2. LlamaIndex: Daten-Framework für LLM-Anwendungen
Während sich LangChain stark auf die Orchestrierung und Verkettung von LLM-Aufrufen konzentriert, spezialisiert sich LlamaIndex (ehemals GPT Index) auf die Datenaufnahme, Indizierung und Retrieval für LLM-Anwendungen. Sein Hauptziel ist es, die Verbindung von LLMs mit benutzerdefinierten Datenquellen zu erleichtern, was mächtige RAG-Anwendungen (Retrieval-Augmented Generation) ermöglicht. LlamaIndex glänzt beim Aufbau von Wissensdatenbanken und deren Abfragemöglichkeiten durch LLMs.
Wichtige Merkmale von LlamaIndex:
- Datenconnectoren: Datenaufnahme aus verschiedenen Quellen (Dokumente, Datenbanken, APIs).
- Datenindizierung: Strukturieren und Speichern von Daten in einer für LLM-Abfragen optimierten Weise (z. B. Vektor-Stores, Wissensgraphen).
- Abfragetools: Abrufen relevanter Informationen aus den Indizes und Synthese von Antworten unter Verwendung von LLMs.

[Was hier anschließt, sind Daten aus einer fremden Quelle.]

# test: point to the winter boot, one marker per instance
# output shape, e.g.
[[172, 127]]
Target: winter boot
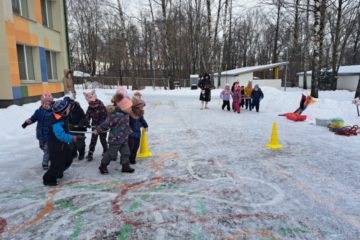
[[126, 168], [74, 154], [46, 183], [89, 157], [81, 154], [103, 169]]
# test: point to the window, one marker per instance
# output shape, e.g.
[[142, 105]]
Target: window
[[46, 10], [20, 7], [51, 66], [25, 61]]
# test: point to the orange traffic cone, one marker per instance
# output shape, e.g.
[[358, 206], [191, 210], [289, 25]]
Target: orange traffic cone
[[274, 140], [144, 147]]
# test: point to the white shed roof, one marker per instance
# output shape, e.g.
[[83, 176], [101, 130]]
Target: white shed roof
[[343, 70], [243, 70]]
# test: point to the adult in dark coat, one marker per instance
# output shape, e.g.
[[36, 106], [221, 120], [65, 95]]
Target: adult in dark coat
[[205, 95], [256, 96]]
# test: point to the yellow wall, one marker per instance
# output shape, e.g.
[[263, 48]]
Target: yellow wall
[[30, 31]]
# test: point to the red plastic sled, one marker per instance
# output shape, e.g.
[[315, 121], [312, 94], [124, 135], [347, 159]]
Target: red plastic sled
[[294, 117]]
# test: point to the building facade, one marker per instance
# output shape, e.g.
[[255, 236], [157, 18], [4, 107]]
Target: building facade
[[348, 78], [33, 49]]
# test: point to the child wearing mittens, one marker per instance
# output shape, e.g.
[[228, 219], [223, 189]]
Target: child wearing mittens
[[118, 123], [59, 141], [236, 95], [256, 96], [42, 116], [225, 96], [96, 114]]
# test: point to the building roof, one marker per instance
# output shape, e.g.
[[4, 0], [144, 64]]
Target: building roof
[[243, 70], [343, 70]]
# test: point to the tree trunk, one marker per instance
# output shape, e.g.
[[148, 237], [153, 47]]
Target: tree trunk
[[357, 94], [294, 62], [306, 47], [276, 39], [335, 47], [317, 49]]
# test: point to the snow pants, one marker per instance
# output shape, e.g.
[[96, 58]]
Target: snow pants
[[256, 105], [226, 103], [45, 148], [111, 153], [236, 106], [61, 160], [103, 141], [248, 103]]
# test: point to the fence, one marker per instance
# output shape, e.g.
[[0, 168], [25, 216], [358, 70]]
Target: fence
[[140, 83]]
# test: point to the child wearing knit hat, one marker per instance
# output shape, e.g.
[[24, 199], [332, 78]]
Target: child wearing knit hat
[[118, 123], [59, 141], [95, 115], [136, 124], [41, 116]]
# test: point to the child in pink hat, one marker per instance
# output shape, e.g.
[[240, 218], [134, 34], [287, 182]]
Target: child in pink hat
[[42, 116], [95, 115]]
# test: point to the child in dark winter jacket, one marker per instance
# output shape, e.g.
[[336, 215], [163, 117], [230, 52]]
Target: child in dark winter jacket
[[242, 103], [59, 141], [248, 91], [77, 124], [42, 116], [225, 96], [236, 95], [118, 123], [256, 96], [96, 114], [136, 125]]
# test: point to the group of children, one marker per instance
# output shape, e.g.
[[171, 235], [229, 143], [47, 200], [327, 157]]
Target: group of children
[[62, 124], [247, 97]]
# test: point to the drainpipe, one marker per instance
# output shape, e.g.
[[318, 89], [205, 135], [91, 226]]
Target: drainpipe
[[67, 34]]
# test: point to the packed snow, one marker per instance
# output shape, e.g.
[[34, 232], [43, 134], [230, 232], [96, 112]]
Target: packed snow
[[211, 176]]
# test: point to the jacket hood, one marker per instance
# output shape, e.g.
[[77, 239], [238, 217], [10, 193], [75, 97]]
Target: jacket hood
[[66, 71]]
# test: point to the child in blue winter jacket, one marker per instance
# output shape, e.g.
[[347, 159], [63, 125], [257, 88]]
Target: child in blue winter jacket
[[42, 116], [136, 124], [59, 142], [256, 96], [225, 96], [117, 122]]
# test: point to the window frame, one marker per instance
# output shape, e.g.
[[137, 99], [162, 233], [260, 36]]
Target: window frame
[[48, 7], [52, 54], [21, 11], [24, 48]]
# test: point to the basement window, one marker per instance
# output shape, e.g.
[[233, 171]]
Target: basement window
[[46, 10], [20, 7], [51, 65]]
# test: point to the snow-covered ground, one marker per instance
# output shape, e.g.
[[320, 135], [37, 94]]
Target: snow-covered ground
[[210, 178]]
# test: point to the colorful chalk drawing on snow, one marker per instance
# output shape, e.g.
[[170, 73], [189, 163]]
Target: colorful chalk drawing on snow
[[149, 209]]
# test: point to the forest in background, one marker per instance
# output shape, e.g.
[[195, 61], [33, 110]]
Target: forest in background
[[174, 39]]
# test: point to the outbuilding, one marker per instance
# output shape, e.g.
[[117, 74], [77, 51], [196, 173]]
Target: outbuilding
[[348, 78], [257, 74]]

- Agenten: Kombinieren von Abfragetools mit Werkzeugen und LLMs für komplexeres Denken über die Daten.
- Service-Kontext: Verwalten des LLM, des Einbettungsmodells und anderer Servicekonfigurationen.
Praktisches Beispiel für LlamaIndex: Abfragen eines benutzerdefinierten Dokuments
Erstellen wir eine einfache LlamaIndex-Anwendung, die in der Lage ist, Fragen basierend auf einer lokalen Textdatei zu beantworten.
# Zuerst erstellen Sie eine fiktive Datei: 'policy.txt'
# Inhalt:
# "Die Urlaubsrichtlinie unseres Unternehmens gewährt den Mitarbeitern 15 Tage bezahlten Urlaub pro Jahr.
# Nach 5 Jahren Dienstzeit erhalten die Mitarbeiter 5 zusätzliche Tage.
# Nicht genutzte Urlaubstage verfallen nicht ins nächste Jahr."
from llama_index.core import VectorStoreIndex, SimpleDirectoryReader, Settings
from llama_index.llms.openai import OpenAI
from llama_index.embeddings.openai import OpenAIEmbedding
import os
# Definieren Sie den OpenAI-API-Schlüssel (stellen Sie sicher, dass er in Ihren Umgebungsvariablen vorhanden ist)
# os.environ["OPENAI_API_KEY"] = "YOUR_API_KEY"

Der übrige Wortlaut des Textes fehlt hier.